Парень не дышал. Лицо его приняло пыльно-серый оттенок. Девушка затрясла его и, поняв, что ей не показалось, упала ему на грудь. Но слезы быстро кончились. Через минуту Вера будто очнулась, и взгляд ее принял каменную твердость. Схватив лежавший рядом с Ником карабин, девушка решительно полезла наверх…
За несколько минут до того, как Вера попыталась наложить Нику жгут, Грозный незаметно отступил и, выскочив из оврага, обошел воняющий бензином джип. Перебрался на другую сторону, откуда дул свежий ветер. Вбирая из него только нужные запахи и не отвлекаясь на посторонние, он углубился в траву и вскоре сквозь заросли воочию увидел солдат.
В Грозном проснулся азарт, такой же, как в те дни, когда он только учился охотиться на сурков. Отчасти солдаты действительно были похожи на этих зверьков: из-за одежды все как один похожие друг на друга, они и двигались почти так же настороженно, как сурки, готовые в любую секунду припасть к земле, чтобы их не заметили.
Но он все же понимал разницу: эти странные люди, от которых исходили уверенность и азарт, не бросятся врассыпную, как только увидят его. Заранее подозревая это, Грозный не торопился показаться из травы. В руках их было оружие. Его способность убивать на расстоянии не была для Грозного секретом, поэтому Грозный двигался едва заметной тенью, подкрадываясь все ближе.
«Оружие!.. Пугать!.. Стрелять!.. Убивать!..» – вспыхивали в его голове подсказанные памятью слова и нужные образы.
Однажды он испытал свой дар на человеке, но то был его друг. Запретив эксперимент в отношении себя, Человек не мог запретить того же в отношении прочих двуногих существ. А солдаты интересны были тем, что от них, как от повстречавшейся ему своры собак, исходила недобрая энергия, которую улавливал Грозный. За эти часы он успел достаточно отдохнуть, чтобы использовать свою силу…
С каждым шагом солдаты обретали уверенность. Джип становился все ближе. Командующий взводом лейтенант первым из всех выпрямился в полный рост. Он был уверен, что шквальный огонь сделал свое дело.
– Девку живой брать! Поняли?! – скомандовал он.
– Я видел, они там, в овраге! – крикнул кто-то из солдат.
– Наверно, вдоль дороги поползли! – предположил еще один.

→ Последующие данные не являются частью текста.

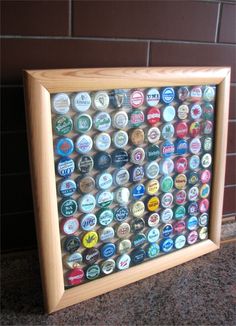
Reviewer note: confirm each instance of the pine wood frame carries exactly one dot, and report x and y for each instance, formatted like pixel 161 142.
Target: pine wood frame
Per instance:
pixel 38 86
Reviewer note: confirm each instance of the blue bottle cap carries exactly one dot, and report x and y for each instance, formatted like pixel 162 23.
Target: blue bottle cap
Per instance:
pixel 65 166
pixel 137 256
pixel 138 191
pixel 168 95
pixel 136 173
pixel 64 146
pixel 102 161
pixel 108 250
pixel 67 188
pixel 121 214
pixel 181 146
pixel 119 158
pixel 153 250
pixel 166 245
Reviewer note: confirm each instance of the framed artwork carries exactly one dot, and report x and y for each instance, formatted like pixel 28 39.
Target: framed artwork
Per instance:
pixel 127 169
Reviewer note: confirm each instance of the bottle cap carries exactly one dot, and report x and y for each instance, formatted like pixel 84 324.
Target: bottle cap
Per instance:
pixel 183 111
pixel 168 95
pixel 69 225
pixel 137 136
pixel 180 197
pixel 136 99
pixel 104 181
pixel 75 276
pixel 106 234
pixel 102 121
pixel 102 161
pixel 85 164
pixel 195 129
pixel 123 230
pixel 108 266
pixel 105 216
pixel 153 135
pixel 153 220
pixel 168 114
pixel 83 144
pixel 121 177
pixel 180 241
pixel 122 195
pixel 138 225
pixel 138 191
pixel 81 102
pixel 153 250
pixel 91 256
pixel 192 237
pixel 64 146
pixel 153 115
pixel 167 200
pixel 120 139
pixel 65 166
pixel 152 187
pixel 193 193
pixel 166 183
pixel 121 213
pixel 71 243
pixel 196 111
pixel 62 125
pixel 93 272
pixel 83 123
pixel 119 157
pixel 181 146
pixel 195 146
pixel 136 118
pixel 167 149
pixel 73 260
pixel 86 184
pixel 136 173
pixel 206 160
pixel 108 250
pixel 138 209
pixel 100 100
pixel 180 181
pixel 60 103
pixel 88 222
pixel 152 97
pixel 152 152
pixel 90 239
pixel 166 215
pixel 87 203
pixel 183 93
pixel 137 256
pixel 102 141
pixel 104 198
pixel 120 120
pixel 181 129
pixel 153 204
pixel 124 246
pixel 68 207
pixel 137 155
pixel 166 166
pixel 180 212
pixel 152 170
pixel 153 235
pixel 67 188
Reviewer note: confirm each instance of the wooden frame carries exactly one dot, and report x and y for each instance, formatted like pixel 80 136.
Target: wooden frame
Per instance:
pixel 38 85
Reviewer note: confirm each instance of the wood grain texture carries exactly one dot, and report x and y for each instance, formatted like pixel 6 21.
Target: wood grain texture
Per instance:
pixel 39 85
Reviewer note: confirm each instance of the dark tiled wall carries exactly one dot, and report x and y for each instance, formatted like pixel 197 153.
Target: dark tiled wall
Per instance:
pixel 67 34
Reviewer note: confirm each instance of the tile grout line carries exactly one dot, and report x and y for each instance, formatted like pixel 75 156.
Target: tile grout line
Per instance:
pixel 148 54
pixel 218 21
pixel 113 39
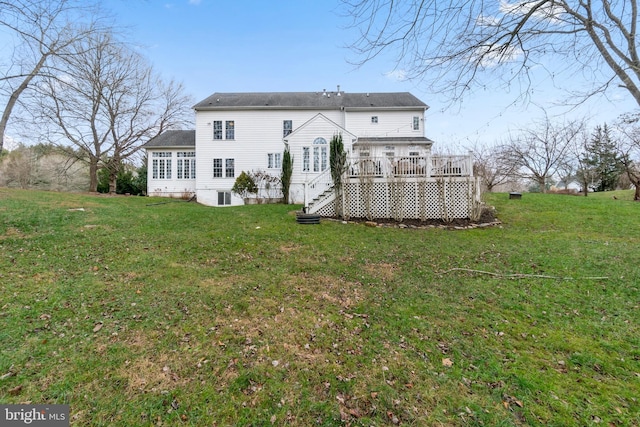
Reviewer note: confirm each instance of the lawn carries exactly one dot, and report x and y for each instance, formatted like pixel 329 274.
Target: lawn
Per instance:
pixel 146 311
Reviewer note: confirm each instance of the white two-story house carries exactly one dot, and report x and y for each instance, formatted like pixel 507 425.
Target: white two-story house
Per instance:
pixel 238 132
pixel 383 135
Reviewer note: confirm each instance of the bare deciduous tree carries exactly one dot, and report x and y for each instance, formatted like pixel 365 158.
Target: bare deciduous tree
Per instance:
pixel 537 153
pixel 454 45
pixel 629 127
pixel 41 30
pixel 107 103
pixel 492 166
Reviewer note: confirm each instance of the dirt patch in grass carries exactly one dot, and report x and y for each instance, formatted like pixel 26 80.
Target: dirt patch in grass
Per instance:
pixel 147 374
pixel 488 216
pixel 384 271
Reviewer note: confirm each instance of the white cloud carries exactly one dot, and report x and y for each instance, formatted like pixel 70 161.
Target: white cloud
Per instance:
pixel 396 75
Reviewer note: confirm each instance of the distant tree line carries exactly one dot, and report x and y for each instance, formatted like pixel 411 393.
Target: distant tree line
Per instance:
pixel 73 82
pixel 49 167
pixel 557 154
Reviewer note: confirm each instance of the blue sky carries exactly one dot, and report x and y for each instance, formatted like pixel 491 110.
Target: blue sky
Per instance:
pixel 299 45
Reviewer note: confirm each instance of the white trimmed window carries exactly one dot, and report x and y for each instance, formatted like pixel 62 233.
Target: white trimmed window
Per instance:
pixel 229 168
pixel 230 130
pixel 223 168
pixel 186 164
pixel 274 160
pixel 161 165
pixel 224 198
pixel 287 127
pixel 320 160
pixel 305 159
pixel 217 129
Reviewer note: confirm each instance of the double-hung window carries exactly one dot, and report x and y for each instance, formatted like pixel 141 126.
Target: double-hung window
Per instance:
pixel 320 161
pixel 186 164
pixel 217 129
pixel 217 168
pixel 287 127
pixel 224 198
pixel 274 160
pixel 224 168
pixel 230 129
pixel 161 165
pixel 229 169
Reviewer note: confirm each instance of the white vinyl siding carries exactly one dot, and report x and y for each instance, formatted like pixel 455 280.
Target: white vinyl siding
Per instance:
pixel 161 165
pixel 389 123
pixel 274 161
pixel 186 164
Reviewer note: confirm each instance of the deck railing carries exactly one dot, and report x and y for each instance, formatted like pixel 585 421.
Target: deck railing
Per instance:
pixel 317 186
pixel 410 166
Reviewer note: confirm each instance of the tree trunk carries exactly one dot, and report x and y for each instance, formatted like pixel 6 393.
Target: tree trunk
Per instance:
pixel 93 175
pixel 113 178
pixel 13 99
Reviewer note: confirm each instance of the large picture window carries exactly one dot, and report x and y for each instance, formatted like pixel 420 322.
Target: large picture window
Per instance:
pixel 161 165
pixel 305 159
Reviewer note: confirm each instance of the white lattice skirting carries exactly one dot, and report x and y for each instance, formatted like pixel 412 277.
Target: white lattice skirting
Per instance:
pixel 424 199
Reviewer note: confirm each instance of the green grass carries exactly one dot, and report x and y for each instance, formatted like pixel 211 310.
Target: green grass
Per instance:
pixel 180 314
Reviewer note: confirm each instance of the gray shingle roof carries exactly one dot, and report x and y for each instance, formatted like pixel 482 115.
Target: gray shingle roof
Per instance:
pixel 309 100
pixel 394 139
pixel 173 138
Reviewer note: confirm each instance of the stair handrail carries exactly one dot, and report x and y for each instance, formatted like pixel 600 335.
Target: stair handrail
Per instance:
pixel 317 186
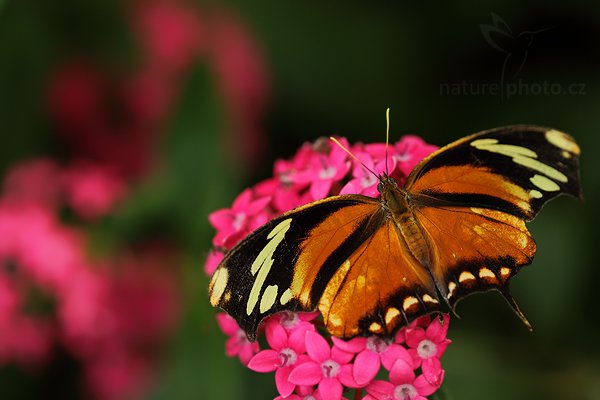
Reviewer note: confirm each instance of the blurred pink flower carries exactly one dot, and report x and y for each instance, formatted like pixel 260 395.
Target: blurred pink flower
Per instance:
pixel 35 181
pixel 371 352
pixel 410 150
pixel 402 386
pixel 212 261
pixel 172 34
pixel 91 190
pixel 243 81
pixel 427 346
pixel 324 170
pixel 237 344
pixel 286 351
pixel 246 214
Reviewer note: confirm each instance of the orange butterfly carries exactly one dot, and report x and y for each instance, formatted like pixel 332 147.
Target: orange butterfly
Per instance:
pixel 372 265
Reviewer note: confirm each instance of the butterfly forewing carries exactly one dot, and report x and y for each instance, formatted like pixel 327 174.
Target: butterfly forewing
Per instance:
pixel 514 169
pixel 352 258
pixel 473 197
pixel 286 264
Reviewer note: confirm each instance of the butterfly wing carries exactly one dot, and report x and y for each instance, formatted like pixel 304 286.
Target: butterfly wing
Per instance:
pixel 378 288
pixel 473 197
pixel 286 263
pixel 340 255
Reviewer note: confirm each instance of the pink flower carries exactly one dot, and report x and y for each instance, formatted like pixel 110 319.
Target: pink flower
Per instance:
pixel 237 344
pixel 364 182
pixel 92 190
pixel 171 33
pixel 246 214
pixel 305 393
pixel 295 320
pixel 402 386
pixel 428 345
pixel 286 351
pixel 411 149
pixel 371 353
pixel 35 181
pixel 324 170
pixel 328 368
pixel 212 261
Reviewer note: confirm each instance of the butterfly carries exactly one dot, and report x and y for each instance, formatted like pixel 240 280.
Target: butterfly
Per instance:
pixel 371 265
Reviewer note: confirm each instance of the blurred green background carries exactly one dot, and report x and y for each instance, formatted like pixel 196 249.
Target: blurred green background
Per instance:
pixel 332 68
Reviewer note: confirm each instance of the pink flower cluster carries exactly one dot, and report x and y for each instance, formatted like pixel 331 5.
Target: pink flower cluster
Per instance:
pixel 173 36
pixel 109 313
pixel 308 364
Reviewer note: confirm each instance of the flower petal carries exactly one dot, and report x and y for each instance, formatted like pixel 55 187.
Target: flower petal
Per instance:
pixel 265 361
pixel 308 373
pixel 347 379
pixel 227 324
pixel 401 373
pixel 432 371
pixel 284 386
pixel 424 387
pixel 220 218
pixel 414 337
pixel 276 334
pixel 330 389
pixel 354 346
pixel 242 202
pixel 340 356
pixel 437 330
pixel 395 352
pixel 320 188
pixel 317 347
pixel 381 390
pixel 297 338
pixel 366 366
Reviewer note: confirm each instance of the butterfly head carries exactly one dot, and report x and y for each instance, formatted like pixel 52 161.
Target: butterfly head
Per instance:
pixel 386 184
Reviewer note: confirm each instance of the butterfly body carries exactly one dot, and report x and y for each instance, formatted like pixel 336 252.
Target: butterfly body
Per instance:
pixel 456 227
pixel 396 202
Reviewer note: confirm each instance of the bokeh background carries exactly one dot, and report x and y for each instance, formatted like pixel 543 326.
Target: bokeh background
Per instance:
pixel 125 123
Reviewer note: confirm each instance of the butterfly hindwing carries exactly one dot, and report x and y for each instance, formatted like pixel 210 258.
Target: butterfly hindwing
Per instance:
pixel 371 265
pixel 379 288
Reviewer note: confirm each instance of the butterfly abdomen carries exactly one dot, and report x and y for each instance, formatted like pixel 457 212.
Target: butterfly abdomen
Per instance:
pixel 394 200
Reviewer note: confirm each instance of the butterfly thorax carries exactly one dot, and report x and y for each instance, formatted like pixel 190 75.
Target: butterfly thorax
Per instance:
pixel 395 202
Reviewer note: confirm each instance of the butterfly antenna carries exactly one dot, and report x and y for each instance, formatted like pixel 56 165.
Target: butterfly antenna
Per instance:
pixel 387 137
pixel 353 156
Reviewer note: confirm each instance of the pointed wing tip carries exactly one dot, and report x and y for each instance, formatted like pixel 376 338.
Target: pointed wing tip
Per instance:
pixel 513 304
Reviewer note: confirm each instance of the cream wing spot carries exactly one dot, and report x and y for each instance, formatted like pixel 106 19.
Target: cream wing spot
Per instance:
pixel 562 141
pixel 218 285
pixel 544 183
pixel 409 302
pixel 486 273
pixel 428 299
pixel 286 297
pixel 520 155
pixel 375 327
pixel 268 298
pixel 466 276
pixel 451 289
pixel 264 261
pixel 536 194
pixel 391 314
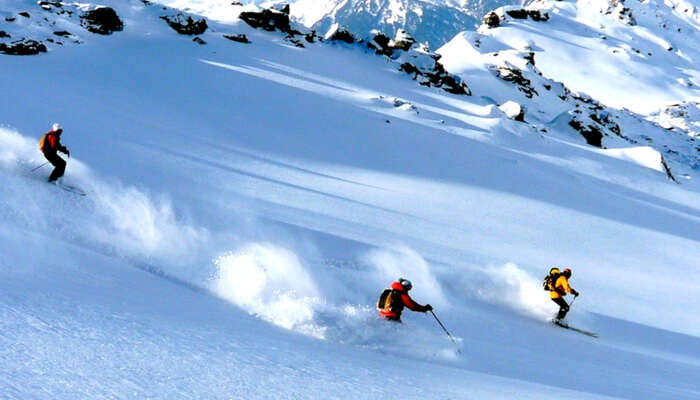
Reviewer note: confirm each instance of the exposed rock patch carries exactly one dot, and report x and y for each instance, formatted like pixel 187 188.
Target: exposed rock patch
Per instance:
pixel 23 47
pixel 103 21
pixel 185 25
pixel 238 38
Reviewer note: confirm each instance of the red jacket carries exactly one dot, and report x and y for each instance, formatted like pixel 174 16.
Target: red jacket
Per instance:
pixel 51 143
pixel 406 301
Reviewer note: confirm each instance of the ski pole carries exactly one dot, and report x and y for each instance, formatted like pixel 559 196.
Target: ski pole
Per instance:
pixel 39 166
pixel 572 301
pixel 446 331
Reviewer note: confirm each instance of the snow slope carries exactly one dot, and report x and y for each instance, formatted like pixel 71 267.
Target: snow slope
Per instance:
pixel 248 202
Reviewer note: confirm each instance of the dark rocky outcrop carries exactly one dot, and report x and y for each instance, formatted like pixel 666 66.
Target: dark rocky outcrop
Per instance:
pixel 341 35
pixel 403 40
pixel 103 21
pixel 492 20
pixel 186 25
pixel 238 38
pixel 380 43
pixel 591 133
pixel 522 13
pixel 23 47
pixel 515 76
pixel 268 20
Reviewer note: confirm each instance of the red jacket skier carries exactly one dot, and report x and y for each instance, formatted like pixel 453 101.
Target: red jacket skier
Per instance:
pixel 50 145
pixel 394 299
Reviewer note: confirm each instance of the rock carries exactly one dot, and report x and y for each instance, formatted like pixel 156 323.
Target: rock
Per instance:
pixel 311 37
pixel 380 44
pixel 492 20
pixel 591 133
pixel 103 21
pixel 515 75
pixel 23 47
pixel 268 20
pixel 336 33
pixel 185 25
pixel 513 110
pixel 238 38
pixel 535 15
pixel 283 8
pixel 402 41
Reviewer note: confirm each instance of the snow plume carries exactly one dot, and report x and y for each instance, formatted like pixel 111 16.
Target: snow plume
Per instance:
pixel 270 282
pixel 510 286
pixel 111 219
pixel 403 262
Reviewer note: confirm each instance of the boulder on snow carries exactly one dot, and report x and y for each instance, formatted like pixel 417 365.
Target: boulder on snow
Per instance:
pixel 492 20
pixel 513 110
pixel 514 75
pixel 238 38
pixel 336 33
pixel 103 21
pixel 380 43
pixel 522 13
pixel 590 132
pixel 185 25
pixel 23 47
pixel 402 41
pixel 268 20
pixel 426 69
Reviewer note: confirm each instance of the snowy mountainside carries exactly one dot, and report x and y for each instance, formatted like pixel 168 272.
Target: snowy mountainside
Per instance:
pixel 248 201
pixel 434 22
pixel 515 45
pixel 627 54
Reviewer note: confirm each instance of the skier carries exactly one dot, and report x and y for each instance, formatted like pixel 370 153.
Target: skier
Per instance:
pixel 558 290
pixel 394 299
pixel 50 145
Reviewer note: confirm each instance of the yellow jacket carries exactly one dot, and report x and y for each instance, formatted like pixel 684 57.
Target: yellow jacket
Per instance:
pixel 562 288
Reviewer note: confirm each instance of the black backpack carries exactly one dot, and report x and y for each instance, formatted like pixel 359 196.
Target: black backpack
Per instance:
pixel 390 300
pixel 551 280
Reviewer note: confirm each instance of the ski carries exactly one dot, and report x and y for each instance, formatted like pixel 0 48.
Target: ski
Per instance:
pixel 587 333
pixel 72 189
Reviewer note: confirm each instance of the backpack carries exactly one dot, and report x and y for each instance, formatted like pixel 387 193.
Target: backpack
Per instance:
pixel 551 279
pixel 390 300
pixel 42 142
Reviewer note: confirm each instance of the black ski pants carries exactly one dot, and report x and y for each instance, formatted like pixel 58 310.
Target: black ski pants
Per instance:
pixel 563 307
pixel 59 166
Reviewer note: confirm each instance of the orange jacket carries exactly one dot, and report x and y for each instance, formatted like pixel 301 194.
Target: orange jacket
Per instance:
pixel 50 143
pixel 406 301
pixel 562 288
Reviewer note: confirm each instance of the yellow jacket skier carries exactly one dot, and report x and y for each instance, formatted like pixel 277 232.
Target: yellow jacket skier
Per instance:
pixel 559 287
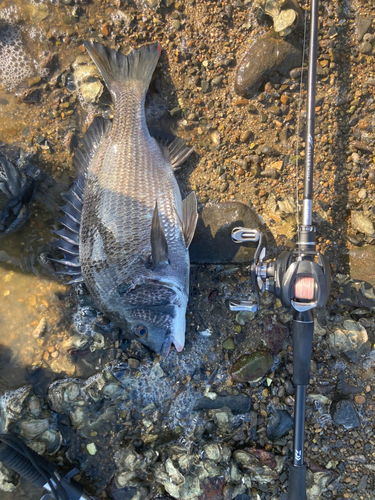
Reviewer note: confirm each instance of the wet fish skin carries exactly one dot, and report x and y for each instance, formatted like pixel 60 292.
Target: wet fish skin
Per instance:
pixel 17 192
pixel 135 229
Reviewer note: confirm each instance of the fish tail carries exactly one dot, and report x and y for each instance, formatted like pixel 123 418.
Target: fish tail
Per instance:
pixel 138 66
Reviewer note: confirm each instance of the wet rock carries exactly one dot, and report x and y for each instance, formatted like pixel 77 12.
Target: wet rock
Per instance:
pixel 350 338
pixel 229 344
pixel 31 428
pixel 362 223
pixel 320 481
pixel 237 404
pixel 223 418
pixel 279 424
pixel 87 80
pixel 365 48
pixel 76 398
pixel 274 334
pixel 258 472
pixel 212 488
pixel 212 241
pixel 265 59
pixel 40 329
pixel 270 173
pixel 28 94
pixel 252 367
pixel 244 316
pixel 212 452
pixel 362 264
pixel 343 413
pixel 287 205
pixel 9 480
pixel 285 15
pixel 15 63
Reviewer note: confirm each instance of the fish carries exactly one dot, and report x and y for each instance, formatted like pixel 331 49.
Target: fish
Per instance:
pixel 126 230
pixel 17 191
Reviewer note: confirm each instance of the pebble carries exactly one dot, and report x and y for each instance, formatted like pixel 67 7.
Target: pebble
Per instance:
pixel 229 344
pixel 91 448
pixel 265 57
pixel 359 400
pixel 362 223
pixel 40 330
pixel 279 424
pixel 343 413
pixel 365 48
pixel 133 363
pixel 251 367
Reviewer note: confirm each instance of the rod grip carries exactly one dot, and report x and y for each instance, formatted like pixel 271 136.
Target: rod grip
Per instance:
pixel 302 347
pixel 297 482
pixel 22 465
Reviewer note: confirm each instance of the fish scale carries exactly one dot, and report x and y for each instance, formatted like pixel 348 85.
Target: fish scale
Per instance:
pixel 134 228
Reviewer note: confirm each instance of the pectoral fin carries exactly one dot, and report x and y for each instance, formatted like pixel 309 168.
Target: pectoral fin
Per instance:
pixel 159 245
pixel 189 217
pixel 179 152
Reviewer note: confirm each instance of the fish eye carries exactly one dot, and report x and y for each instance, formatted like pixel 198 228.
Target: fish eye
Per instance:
pixel 141 331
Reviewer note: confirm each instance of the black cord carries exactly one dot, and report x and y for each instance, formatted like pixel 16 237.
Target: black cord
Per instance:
pixel 47 473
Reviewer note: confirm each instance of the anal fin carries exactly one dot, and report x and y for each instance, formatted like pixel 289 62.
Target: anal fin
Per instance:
pixel 159 245
pixel 189 217
pixel 179 152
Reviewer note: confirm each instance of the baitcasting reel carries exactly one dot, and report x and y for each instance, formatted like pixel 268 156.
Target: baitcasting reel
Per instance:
pixel 300 279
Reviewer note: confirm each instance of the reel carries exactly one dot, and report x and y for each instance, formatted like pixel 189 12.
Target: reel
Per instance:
pixel 300 278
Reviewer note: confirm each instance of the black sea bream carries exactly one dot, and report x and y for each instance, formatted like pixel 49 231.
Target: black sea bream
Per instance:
pixel 127 230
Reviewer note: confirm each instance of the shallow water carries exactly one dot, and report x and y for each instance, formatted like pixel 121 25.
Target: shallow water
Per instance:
pixel 214 122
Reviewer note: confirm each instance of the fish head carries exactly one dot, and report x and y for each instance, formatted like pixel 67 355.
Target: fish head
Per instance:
pixel 155 315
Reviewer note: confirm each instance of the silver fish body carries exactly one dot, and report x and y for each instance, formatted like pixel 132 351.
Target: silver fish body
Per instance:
pixel 134 229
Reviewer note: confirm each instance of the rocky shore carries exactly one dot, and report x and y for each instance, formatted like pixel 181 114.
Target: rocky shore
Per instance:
pixel 215 421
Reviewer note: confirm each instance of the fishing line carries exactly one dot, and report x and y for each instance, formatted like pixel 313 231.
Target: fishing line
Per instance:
pixel 299 111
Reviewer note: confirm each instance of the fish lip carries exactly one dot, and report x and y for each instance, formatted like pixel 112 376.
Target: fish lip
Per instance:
pixel 166 347
pixel 167 344
pixel 177 345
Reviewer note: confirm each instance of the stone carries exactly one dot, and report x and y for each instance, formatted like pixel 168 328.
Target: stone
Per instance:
pixel 29 429
pixel 266 59
pixel 212 242
pixel 9 480
pixel 229 344
pixel 274 334
pixel 252 367
pixel 363 26
pixel 343 413
pixel 349 338
pixel 279 424
pixel 362 264
pixel 365 48
pixel 133 363
pixel 212 452
pixel 91 448
pixel 237 404
pixel 362 223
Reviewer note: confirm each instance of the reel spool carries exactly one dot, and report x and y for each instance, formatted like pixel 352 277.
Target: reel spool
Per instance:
pixel 300 279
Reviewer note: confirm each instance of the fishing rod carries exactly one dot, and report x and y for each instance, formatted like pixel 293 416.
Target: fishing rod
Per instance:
pixel 39 471
pixel 301 279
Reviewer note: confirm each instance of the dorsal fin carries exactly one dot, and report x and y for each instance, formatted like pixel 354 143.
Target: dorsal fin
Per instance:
pixel 189 217
pixel 159 245
pixel 179 152
pixel 93 138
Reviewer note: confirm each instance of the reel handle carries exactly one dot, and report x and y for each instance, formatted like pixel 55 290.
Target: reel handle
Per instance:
pixel 297 482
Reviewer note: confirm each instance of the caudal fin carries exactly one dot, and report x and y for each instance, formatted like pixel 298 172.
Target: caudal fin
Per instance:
pixel 138 66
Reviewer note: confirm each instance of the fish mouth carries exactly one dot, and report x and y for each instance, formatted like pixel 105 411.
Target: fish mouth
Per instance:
pixel 167 344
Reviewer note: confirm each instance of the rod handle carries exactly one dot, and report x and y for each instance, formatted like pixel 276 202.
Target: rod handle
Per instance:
pixel 302 332
pixel 22 465
pixel 297 482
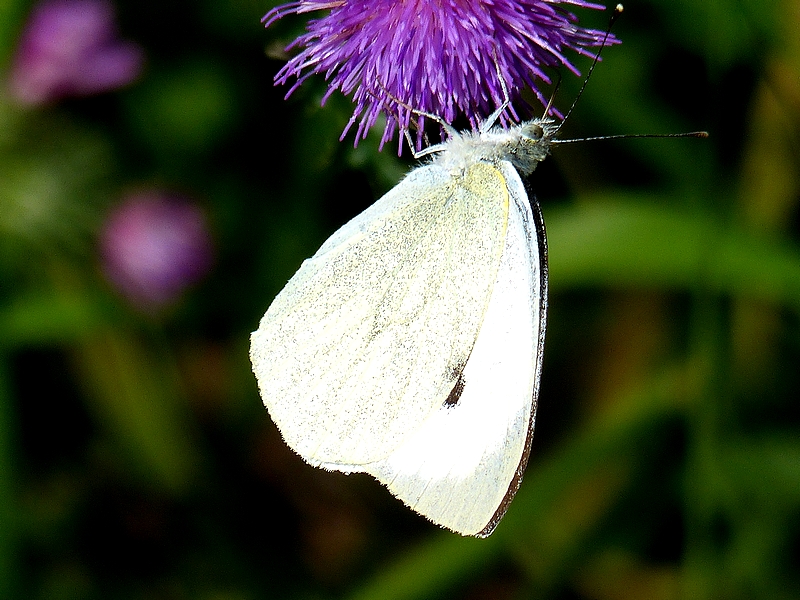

– Щас проверим! – откликнулся лейтенант.
Задаваясь вопросом, жива или не жива девка, солдаты рассуждали так, будто она являлась заслуженным сюрпризом, наградой за выпавшие на их долю тяготы бытия и «сумрачной» болезни. Они не видели в этом ничего зазорного, поскольку делать выбор между плохим и хорошим давно не вменялось в их обязанность. Не все они были злыми людьми, но суровая армейская жизнь внесла свои коррективы: они и другой заботы не знали, кроме как сообща исполнять чужие приказы. Действовать, как правило, приходилось на враждебной территории, а любое сопротивление воспринималось ими как смертельное оскорбление. Зато они знали, что такое три дня на разграбление – законное право каждого воина с древнейших времен. Эти знания были крепко вбиты в их память и просыпались естественно быстрее, чем какие-то там раздумья и самоанализ. Три дня, не три – не в этом дело. Главное, что они имели право на свою добычу. И таковой была трясущаяся от страха сучка, со смазливенькой, насколько они успели разглядеть, мордашкой и всеми наличествующими причиндалами бабы во плоти. Которая пряталась где-то там, в овраге. О том, как они будут делить меж собой девку, пока не думали – сперва надо ее изловить. И эта цель толкала их вперед. Даже те, кто, возможно, еще не до конца растратил в себе склонность к пониманию и состраданию, подчинялись общему стадному чувству и воле сослуживцев, жаждущих заполучить свое.